The possibility of a determination of defective delinquency status and transfer to Patuxent was not a part of the basic framework of imprisonment, parole, and good-time credits that existed at the time Sutton committed his crimes. It existed as a bare possibility that might occur at some time during a defendant’s imprisonment. Whether the change of status actually occurred depended in part on whether any of the persons designated by the statute requested an evaluation, the discretion of the trial judge, *674and whether the defendant would be found by a different court or jury to fit the definition of a defective delinquent.
Originally, the Constitutional prohibition against the passage of ex post facto laws condemned any statute that
“punishes as a crime an act previously committed, which was innocent when done; which makes more burdensome the punishment for a crime, after its commission, or which deprives one charged with crime of any defense available according to law at the time when the act was committed.....”
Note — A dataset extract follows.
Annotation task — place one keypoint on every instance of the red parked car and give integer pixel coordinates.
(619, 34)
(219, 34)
Beazell v. Ohio, supra, 269 U.S. at 169, 46 S.Ct. at 68. Because parole and good-time credits have become an integral part of the ordinary scheme of punishment by imprisonment, ex post facto protections have been extended to those areas. That extension, although a long stretch, has generally been viewed as being consistent with the basic concept of fairness that underlies the ex post facto clauses. This Court’s further stretch of these principles to embrace a benefit associated with a bare possibility, unconnected with the traditional framework of sentencing and parole, is unwarranted.